Another possibility confounding factor in this is printer preference. Perhaps when people are printing, they are choosing certain types of printers? Perhaps some printers like all those unused ones in the labs are simply just a pain to use?
First lets check the distribution of meter totals, categorized by printer model…
models=df['Full Model Name']
counts=models.value_counts()
print (counts)
plt.xticks(rotation=90)
ax = sns.stripplot(x="Full Model Name", y="Meter Total", data=df,jitter=True)
sns.set_style("whitegrid")
XM7155 132
XS798de 15
XM7170 7
XM3150 4
BizHub Press C1070 2
ImageRunner Advance 6075 2
ImageRunner Advance C5035 1
XS748D 1
BizHub Press 1250 1
X792 1
XS748de 1
XM 7155 1
Aficio MP C3002 1
CS748de 1
BizHub 751 1
Name: Full Model Name, dtype: int64
We can see that XM7155 is by far the most common printer even with its relatively low meter totals. Additionally, based on the distributions, we can look at BizHub Press C1070 and say that this printer is being used most often. However, to know this for sure, it would be useful to cross reference these findings with the ones above regarding Departments. Here we extract the list of all printers in each department and find the mode - the most common printer model.
df = pd.read_excel('auxillio_data.xlsx',sheetname=0,header=4) #re-read in our dataframe
printers_by_department_dict = collections.defaultdict(list)
for index, row in df.iterrows():
department = row['Area (Department)']
printer = row['Full Model Name']
printers_by_department_dict[department].append(printer)
for department,printers in printers_by_department_dict.iteritems():
mode = max(set(printers), key=printers.count)
if department == 'Accounting' or department == "Copy Center" or department == "Laboratory":
print "In ",department," the most popular printer is ",mode
In Copy Center the most popular printer is BizHub Press C1070
In Laboratory the most popular printer is I Class
In Accounting the most popular printer is LaserJet 4250n
We can see that Copy Center are using the BizHub Press. Looking above, we know that the Copy Center has very few printers with high output. This confirms what we are seeing in the data and leads to additional questions - why are these higher output? Should we be suggesting these instead of a low output printer such as XM7155? Or are the areas where the XM7155 is deployed simply used by more people who print less freqeuntly? Further analysis is needed to answer these questions specifically.

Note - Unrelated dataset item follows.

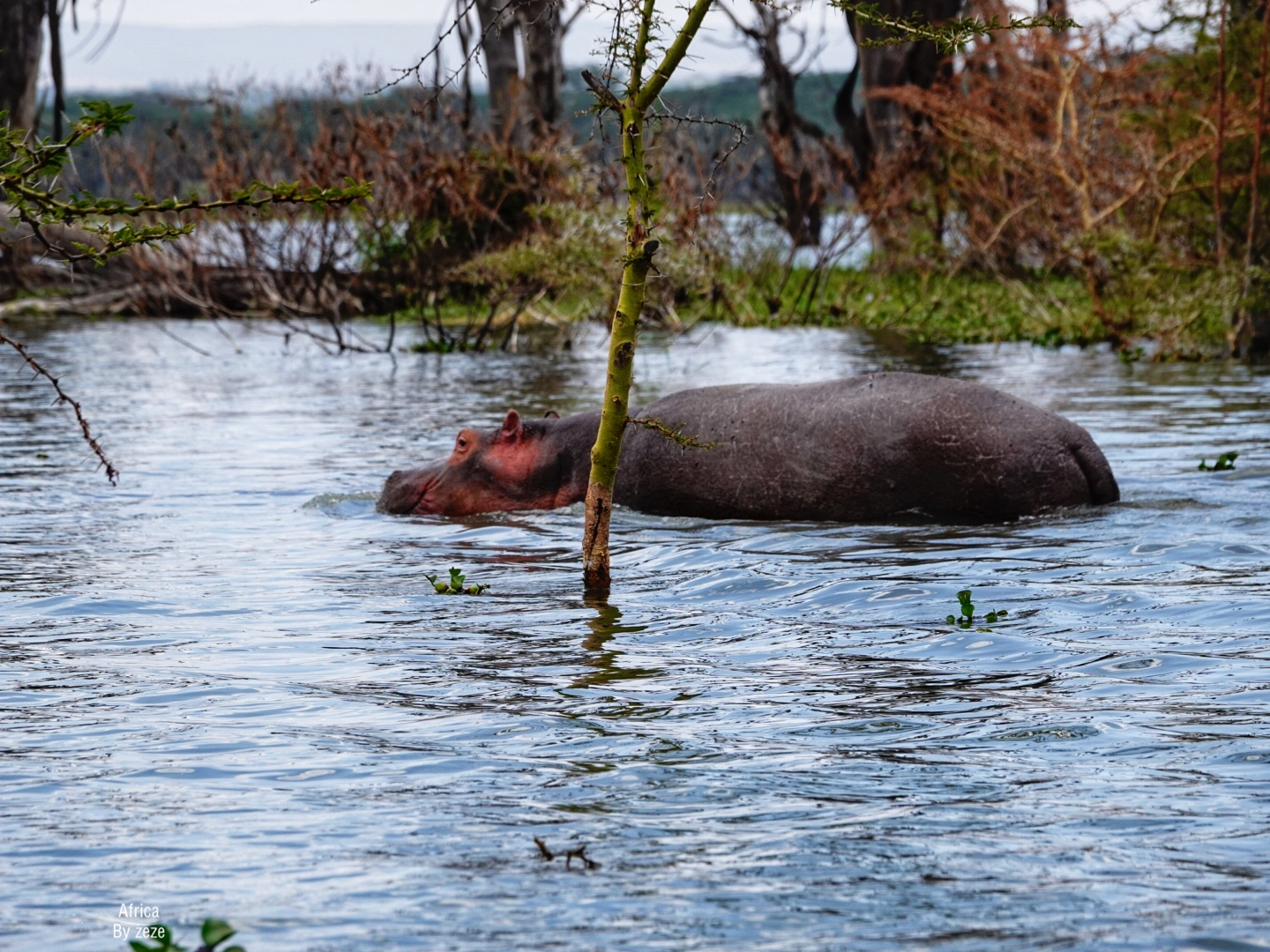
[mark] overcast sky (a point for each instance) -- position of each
(185, 42)
(190, 42)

Additionally, in the Laboratories, we have insufficient data to determine why so many printers exist with so little use. It may be worth going back to these printers to check the meter counts and adding them to the data set. More meter total data on printers in Accounting would help as well if we wish to further study the high print output in accounting.